[SERVER-164] Option to store data compressed Created: 20/Jul/09  Updated: 08/Feb/23  Resolved: 05/Nov/14

Status: Closed
Project: Core Server
Component/s: Storage
Affects Version/s: None
Fix Version/s: 2.8.0-rc0

Type: New Feature Priority: Minor - P4
Reporter: Ask Bjørn Hansen Assignee: Eliot Horowitz (Inactive)
Resolution: Done Votes: 280
Labels: None
Remaining Estimate: Not Specified
Time Spent: Not Specified
Original Estimate: Not Specified

Issue Links:
Depends
depends on SERVER-15953 Integrate WiredTiger storage engine Closed
Duplicate
is duplicated by CDRIVER-39 Need a new feature of "compression" i... Closed
is duplicated by SERVER-9782 Compress Oplog Closed
Related
related to SERVER-863 Tokenize the field names Closed
related to SERVER-15974 Vendorize zlib 1.2.8 Closed
Tested
Participants:

 Description   

Compression is now supported by the new WiredTiger storage engine.
Snappy disk compression is on by default and there are more options configurable.
See SERVER-15953 for more information.

WAS:
When storing textual data (and having more CPU than IO capacity) it'd be nice to have an option to have the data stored gzip compressed on disk.



 Comments   
Comment by Kay Agahd [ 28/Mar/14 ]

Using TokuMX 1.4 we get 10x compression factor and 5x write throughput.

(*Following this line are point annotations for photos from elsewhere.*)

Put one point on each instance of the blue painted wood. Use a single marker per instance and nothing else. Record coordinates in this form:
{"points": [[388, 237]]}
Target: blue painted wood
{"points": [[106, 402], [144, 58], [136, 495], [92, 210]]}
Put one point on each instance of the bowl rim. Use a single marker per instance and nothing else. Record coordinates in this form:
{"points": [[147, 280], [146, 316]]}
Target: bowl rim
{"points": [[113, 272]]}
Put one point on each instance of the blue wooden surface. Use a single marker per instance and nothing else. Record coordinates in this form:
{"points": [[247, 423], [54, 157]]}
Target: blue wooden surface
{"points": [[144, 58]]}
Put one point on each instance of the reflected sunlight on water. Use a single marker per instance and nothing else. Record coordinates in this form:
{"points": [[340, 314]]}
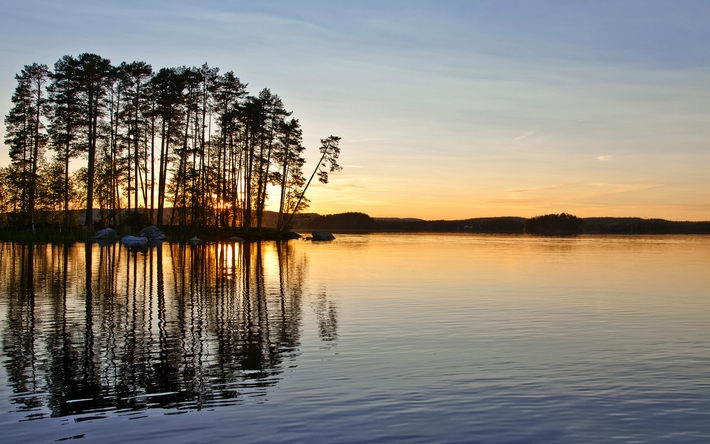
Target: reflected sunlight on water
{"points": [[417, 338]]}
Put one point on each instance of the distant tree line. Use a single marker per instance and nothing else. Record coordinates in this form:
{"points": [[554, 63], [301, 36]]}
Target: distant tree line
{"points": [[549, 224], [555, 224], [348, 221], [187, 139]]}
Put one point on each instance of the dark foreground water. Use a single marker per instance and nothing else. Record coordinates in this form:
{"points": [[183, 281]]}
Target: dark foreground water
{"points": [[412, 338]]}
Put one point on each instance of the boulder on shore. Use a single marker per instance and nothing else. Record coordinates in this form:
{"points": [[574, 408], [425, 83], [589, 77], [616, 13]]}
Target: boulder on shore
{"points": [[152, 233]]}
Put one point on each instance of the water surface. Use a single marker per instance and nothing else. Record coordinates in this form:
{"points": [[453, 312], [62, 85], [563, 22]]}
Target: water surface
{"points": [[416, 338]]}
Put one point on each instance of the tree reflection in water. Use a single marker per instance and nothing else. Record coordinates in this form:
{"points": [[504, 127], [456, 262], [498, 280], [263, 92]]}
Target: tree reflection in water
{"points": [[90, 330]]}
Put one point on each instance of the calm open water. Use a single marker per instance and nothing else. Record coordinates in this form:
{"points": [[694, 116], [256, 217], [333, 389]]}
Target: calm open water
{"points": [[369, 338]]}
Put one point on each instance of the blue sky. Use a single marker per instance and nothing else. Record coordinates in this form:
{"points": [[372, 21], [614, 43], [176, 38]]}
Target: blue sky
{"points": [[447, 109]]}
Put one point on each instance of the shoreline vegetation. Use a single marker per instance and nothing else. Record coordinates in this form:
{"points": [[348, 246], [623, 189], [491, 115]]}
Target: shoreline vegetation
{"points": [[562, 224], [185, 147]]}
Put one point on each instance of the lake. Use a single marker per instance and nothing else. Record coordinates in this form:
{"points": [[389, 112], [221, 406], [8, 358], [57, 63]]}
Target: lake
{"points": [[368, 338]]}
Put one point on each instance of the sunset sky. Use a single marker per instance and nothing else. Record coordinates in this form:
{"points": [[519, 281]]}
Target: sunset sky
{"points": [[446, 109]]}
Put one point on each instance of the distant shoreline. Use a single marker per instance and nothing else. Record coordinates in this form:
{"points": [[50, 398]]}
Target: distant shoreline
{"points": [[352, 222]]}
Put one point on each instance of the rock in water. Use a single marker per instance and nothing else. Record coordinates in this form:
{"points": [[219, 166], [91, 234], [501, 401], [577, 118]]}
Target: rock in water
{"points": [[152, 233], [322, 236], [134, 241], [106, 234]]}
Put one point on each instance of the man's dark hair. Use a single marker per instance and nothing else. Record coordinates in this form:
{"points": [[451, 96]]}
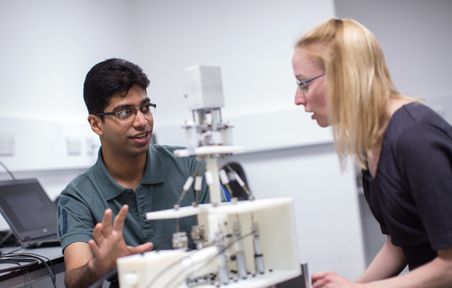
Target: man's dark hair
{"points": [[108, 78]]}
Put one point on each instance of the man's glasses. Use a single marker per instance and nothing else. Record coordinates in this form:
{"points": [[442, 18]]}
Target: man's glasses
{"points": [[303, 84], [126, 111]]}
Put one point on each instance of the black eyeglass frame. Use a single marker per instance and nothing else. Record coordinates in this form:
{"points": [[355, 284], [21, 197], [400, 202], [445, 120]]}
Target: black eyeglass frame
{"points": [[303, 84], [133, 108]]}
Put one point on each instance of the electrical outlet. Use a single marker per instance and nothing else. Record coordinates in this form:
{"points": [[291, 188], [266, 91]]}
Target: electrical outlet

Comment by Ben McCann [ 28/Mar/14 ]

Thanks for sharing! It's great to see numbers around it. To share some of our benchmarking, we've been testing TokuMX and have found that we get a 5x compression factor and 3x write throughput, which is a pretty awesome win.

Comment by James Blackburn [ 28/Mar/14 ]

We've done some benchmarking, yes.

We're running zfs on linux 0.6.2 on RHEL6 and this setup is very new here. Throughput, with an I/O bound workload, is near-on identical to a replicaset backed by ext4. Though this should be taken with a pinch of salt as:

  1. the application we're running is fairly data intensive, so we already do in-app compression with lz4
  2. The databases are very new and the traffic is mostly write only

1) Gives gives us end-to-end I/O saving including network traffic and memory load on the mongodb servers. With 2 it's not clear how, or whether, performance will degrade as the DB ages and ZFS's COW nature causes leads to fragmentation. Given MongoDB's nature is essentially random read I/O anyway, I'm hoping it won't be too bad, but time will tell.

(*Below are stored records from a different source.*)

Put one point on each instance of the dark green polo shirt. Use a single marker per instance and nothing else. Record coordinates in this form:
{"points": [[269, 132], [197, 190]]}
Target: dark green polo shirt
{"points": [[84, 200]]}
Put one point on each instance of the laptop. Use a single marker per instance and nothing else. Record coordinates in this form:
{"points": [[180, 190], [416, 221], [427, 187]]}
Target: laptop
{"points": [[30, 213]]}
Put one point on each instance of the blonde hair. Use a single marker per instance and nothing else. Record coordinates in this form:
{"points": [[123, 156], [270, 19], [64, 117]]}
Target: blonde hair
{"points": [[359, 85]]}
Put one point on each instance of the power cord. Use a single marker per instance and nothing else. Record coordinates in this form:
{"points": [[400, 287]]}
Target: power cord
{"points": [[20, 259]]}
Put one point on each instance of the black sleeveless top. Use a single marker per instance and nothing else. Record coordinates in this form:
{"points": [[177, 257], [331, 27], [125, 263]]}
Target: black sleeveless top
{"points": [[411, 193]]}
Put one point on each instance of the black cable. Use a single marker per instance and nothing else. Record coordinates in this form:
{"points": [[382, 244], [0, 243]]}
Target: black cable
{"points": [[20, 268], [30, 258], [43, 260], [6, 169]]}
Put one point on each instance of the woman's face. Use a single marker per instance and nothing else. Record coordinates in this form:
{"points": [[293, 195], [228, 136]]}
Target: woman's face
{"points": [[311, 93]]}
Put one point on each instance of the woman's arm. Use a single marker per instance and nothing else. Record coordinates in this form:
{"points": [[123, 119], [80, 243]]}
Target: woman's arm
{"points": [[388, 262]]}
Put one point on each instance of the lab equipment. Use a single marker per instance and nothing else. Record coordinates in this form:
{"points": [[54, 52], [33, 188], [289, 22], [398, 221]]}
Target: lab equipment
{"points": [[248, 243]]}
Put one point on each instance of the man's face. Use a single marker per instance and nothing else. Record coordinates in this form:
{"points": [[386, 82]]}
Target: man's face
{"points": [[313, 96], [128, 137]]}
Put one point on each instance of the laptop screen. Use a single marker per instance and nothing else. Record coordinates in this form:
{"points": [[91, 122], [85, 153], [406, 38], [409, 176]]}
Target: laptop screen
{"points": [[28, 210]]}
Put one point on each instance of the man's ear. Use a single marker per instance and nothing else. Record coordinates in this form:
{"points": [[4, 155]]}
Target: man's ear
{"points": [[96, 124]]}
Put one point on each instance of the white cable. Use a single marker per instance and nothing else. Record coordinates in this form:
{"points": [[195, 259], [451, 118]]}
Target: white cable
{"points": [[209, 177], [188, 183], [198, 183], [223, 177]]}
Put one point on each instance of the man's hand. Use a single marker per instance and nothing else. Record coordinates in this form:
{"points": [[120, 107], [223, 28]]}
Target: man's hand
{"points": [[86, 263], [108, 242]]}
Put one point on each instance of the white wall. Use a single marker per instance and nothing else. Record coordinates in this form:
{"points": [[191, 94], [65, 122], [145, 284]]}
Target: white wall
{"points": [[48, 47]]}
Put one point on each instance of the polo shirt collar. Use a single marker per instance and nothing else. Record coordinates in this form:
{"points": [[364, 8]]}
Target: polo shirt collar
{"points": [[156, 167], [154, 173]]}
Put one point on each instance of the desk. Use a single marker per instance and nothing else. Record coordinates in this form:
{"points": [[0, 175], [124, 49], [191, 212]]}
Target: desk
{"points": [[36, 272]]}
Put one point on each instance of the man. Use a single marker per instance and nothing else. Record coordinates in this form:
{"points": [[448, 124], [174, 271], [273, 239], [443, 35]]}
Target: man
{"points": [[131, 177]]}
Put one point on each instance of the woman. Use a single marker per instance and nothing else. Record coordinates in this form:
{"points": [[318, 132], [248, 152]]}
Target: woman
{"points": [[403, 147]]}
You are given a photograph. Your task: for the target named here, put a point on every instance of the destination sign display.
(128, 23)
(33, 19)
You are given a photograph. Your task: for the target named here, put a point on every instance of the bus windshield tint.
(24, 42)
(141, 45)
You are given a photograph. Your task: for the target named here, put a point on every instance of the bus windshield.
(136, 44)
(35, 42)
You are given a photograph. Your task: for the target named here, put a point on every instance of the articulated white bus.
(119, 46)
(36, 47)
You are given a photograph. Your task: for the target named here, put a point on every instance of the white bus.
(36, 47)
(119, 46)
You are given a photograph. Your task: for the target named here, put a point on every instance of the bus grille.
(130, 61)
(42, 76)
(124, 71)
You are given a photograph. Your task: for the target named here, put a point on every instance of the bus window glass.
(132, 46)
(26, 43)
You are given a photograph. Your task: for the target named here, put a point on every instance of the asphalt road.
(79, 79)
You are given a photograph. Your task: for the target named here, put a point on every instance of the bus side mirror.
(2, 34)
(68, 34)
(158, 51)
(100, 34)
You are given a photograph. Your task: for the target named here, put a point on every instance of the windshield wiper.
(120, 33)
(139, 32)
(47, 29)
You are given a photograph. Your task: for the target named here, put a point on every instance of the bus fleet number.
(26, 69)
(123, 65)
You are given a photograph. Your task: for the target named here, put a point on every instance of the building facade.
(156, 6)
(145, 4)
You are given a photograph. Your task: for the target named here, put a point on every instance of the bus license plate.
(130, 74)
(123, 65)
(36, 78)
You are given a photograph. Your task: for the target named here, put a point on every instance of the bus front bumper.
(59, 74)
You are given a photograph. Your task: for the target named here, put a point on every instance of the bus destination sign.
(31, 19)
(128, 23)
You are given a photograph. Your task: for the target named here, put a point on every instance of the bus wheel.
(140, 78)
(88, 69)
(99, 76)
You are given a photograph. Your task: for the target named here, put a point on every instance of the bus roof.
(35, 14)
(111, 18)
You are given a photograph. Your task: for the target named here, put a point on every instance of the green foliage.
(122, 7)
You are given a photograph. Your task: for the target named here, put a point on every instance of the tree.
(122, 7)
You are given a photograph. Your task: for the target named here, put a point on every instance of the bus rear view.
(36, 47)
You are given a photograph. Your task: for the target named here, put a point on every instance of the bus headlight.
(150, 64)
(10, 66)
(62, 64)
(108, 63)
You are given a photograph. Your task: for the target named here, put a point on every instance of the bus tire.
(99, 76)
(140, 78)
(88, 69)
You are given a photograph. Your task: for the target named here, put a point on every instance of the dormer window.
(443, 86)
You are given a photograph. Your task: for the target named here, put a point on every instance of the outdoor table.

As we already do compression in the app, ZFS gives us a compression factor of only ~1.1x on these MongoDB databases. For normal databases (e.g. the configdb) and home directories we get a 2x - 10x compression factor.

Edit: although the setup is new, we've put >8TB of data into it, and soak tested full I/O bound reads for a few days with nothing blowing up.

Comment by Ben McCann [ 28/Mar/14 ]

James, did you benchmark performance with compressed ZFS at all?

Comment by James Blackburn [ 28/Mar/14 ]

We've got a large MongoDB instance running on top of ZFS on linux using lz4 compression. It seems to work well - at least we haven't had any problems related to the filesystem.

Comment by Mete Kamil [ 14/Feb/14 ]

Any news on this as far as compression option for MongoDB?

Comment by Raj Bakhru [ 23/Sep/13 ]

For those that need a solution sooner (as we did), TokuMX was a near drop-in replacement that dropped our data size to about 15% of what Mongo took to store it (and it's free/gpl2). We've been quite impressed by it. We had to alter/remove some map/reduce we used and cursor counts, but otherwise performance has been on-par. Would suggest trying it out

Comment by Eliot Horowitz (Inactive) [ 23/Sep/13 ]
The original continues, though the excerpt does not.